Ab 2016 wird der Ressourcenausgleich-Topf um 165 Mio. Franken gekürzt. Während der Bundesbeitrag um 98 Mio. Franken sinkt, werden die neun Geber-Kantone um rund 67 Mio. Franken jährlich entlastet. Erfolgreich haben die Nehmer-Kantone  in National- und Ständerat vor Jahresfrist ihre Mehrheit genutzt, um weitergehende Forderungen der Geber-Kantone abzuwehren. 

 

Was die durchschnittlichen Steuerausschöpfungsquoten der Einkommen der natürlichen Personen anbelangt, so sind die Unterschiede zwischen den Geber- und Nehmer-Kantonen 2016 fast verschwunden (Differenz: 1,5 Prozent). Hingegen liegen die durchschnittlichen Steuerausschöpfungsquoten der Gewinne der juristischen Personen bei den Nehmer-Kantonen seit rund vier Jahren deutlich unter denjenigen der Geber-Kantone (15 zu 20 Prozent). Die Berechnungsmethoden der Eidg. Finanzverwaltung (EFV) und der Konferenz der NFA-Geber-Kantone sind bezüglich der gesamten Steuerausschöpfungsquoten gleich und beziehen sich auf die Jahre 2008-2016. Dabei werden die effektiven Steuereinnahmen der Kantone und Gemeinden gemäss der Finanzstatistik der EFV ins Verhältnis zu deren Ressourcenpotential gemäss nationalem Finanzausgleich gesetzt. 

 

Die Kantone können über die finanziellen Mittel, die sie im Rahmen des Finanzausgleichs erhalten, frei verfügen. Es ist ihnen mithin freigestellt, wie sie diese Mittel einsetzen. Sie können diese zur Finanzierung von Aufgaben, zur Senkung von Steuern oder zum Abbau von Schulden verwenden.

 

Der Bundesrat lehnt es ab, den Nehmer-Kantonen irgendwelche Mindeststandards bei der Verwendung der NFA-Mittel vorzuschreiben (z.B. für Krankenkassenprämien, Stipendien, Einrichtungen für Kinderbetreuung etc.). Hingegen ist die Regierung bereit, in ihrem Wirksamkeitsbericht 2016-2019 zum Finanzausgleich zwischen Bund und Kantonen eine andere Idee zu analysieren: Was wäre, wenn das NFA-Dotationskapital neu danach festgelegt würde, dass der ressourcenschwächste Kanton immer exakt eine Mindestausstattung von 85 Prozent erhielte. Damit würde nach Meinung der angehenden FDP-Präsidentin Petra Gössi die Mindestausstattung vom Wachstum des Ressourcenpotenzials entkoppelt.

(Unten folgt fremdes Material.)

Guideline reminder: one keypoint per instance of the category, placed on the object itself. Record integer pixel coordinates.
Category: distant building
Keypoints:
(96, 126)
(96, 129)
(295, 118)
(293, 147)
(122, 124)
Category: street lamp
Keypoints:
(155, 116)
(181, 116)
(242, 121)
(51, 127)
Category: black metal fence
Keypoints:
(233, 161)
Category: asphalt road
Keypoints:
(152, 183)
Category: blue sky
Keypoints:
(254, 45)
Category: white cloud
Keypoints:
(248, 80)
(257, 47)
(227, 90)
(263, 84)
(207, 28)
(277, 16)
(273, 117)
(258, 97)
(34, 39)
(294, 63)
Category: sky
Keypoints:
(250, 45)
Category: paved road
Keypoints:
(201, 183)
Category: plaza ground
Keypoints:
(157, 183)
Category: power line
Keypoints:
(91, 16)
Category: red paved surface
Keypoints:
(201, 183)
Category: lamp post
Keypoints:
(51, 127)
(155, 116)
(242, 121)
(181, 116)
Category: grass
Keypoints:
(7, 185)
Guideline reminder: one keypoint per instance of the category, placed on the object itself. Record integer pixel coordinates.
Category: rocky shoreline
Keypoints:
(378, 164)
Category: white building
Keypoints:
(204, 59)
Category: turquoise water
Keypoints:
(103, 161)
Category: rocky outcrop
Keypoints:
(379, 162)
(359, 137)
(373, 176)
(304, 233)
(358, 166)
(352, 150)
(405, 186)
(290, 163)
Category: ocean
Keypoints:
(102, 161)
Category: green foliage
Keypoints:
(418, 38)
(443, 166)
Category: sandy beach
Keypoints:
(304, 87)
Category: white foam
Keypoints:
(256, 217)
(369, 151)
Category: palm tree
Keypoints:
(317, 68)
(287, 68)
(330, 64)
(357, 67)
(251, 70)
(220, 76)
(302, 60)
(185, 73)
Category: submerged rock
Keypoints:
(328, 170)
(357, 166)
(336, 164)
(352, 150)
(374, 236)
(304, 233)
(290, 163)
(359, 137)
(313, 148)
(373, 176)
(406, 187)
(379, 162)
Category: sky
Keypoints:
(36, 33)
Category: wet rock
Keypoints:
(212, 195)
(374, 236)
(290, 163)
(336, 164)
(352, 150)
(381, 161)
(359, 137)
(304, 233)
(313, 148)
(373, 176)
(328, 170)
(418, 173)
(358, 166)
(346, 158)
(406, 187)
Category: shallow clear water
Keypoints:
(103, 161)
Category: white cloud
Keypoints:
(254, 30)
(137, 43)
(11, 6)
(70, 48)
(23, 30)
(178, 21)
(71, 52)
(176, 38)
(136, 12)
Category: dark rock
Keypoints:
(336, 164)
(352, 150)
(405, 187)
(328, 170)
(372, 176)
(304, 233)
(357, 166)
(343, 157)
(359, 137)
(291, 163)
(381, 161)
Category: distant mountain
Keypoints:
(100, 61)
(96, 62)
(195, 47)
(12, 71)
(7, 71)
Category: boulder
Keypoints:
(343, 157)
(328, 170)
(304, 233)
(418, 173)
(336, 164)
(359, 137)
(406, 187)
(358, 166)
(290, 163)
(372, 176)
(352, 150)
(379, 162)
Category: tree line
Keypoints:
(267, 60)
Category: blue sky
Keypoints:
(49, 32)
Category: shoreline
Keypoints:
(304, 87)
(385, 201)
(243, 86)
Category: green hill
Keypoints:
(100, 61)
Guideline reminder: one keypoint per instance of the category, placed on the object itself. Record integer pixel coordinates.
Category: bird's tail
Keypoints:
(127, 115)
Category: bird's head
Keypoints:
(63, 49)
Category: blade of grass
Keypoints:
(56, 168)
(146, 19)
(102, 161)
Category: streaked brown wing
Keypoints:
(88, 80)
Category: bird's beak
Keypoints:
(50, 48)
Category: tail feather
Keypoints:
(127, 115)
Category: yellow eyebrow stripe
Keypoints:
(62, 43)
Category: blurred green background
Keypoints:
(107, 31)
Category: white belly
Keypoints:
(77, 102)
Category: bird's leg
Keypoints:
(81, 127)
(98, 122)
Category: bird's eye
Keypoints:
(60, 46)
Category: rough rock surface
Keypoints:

Wenn die Disparität zwischen den kantonalen Ressourcen steigt, steigen die Beiträge des Bundes und der ressourcenstarken Kantone, und wenn die Disparität zwischen den Kantonen sinkt, sinken auch die Beiträge der Geber. Der Nationalrat hat ein entsprechendes Postulat in der März-Session 2016 überwiesen.

 

Hintergrund des freisinnigen Vorstosses: Der Ressourcenausgleich garantiert, dass jedem Kanton ein Mindestmass an finanziellen Ressourcen zur Verfügung steht. Dieser Wert wurde in den letzten drei Jahren immer überschritten, ohne dass eine Reduktion des NFA-Dotationskapitals im Parlament eine Mehrheit fand. Gegen eine Senkung haben sich vor allem Vertreter der Nehmer-Kantone ausgesprochen mit der Begründung, dass die Zielgrösse von 85 Prozent in den einzelnen Kantonen je nach wirtschaftlicher Entwicklung bereits in den Folgejahren wieder unterschritten sein könnte.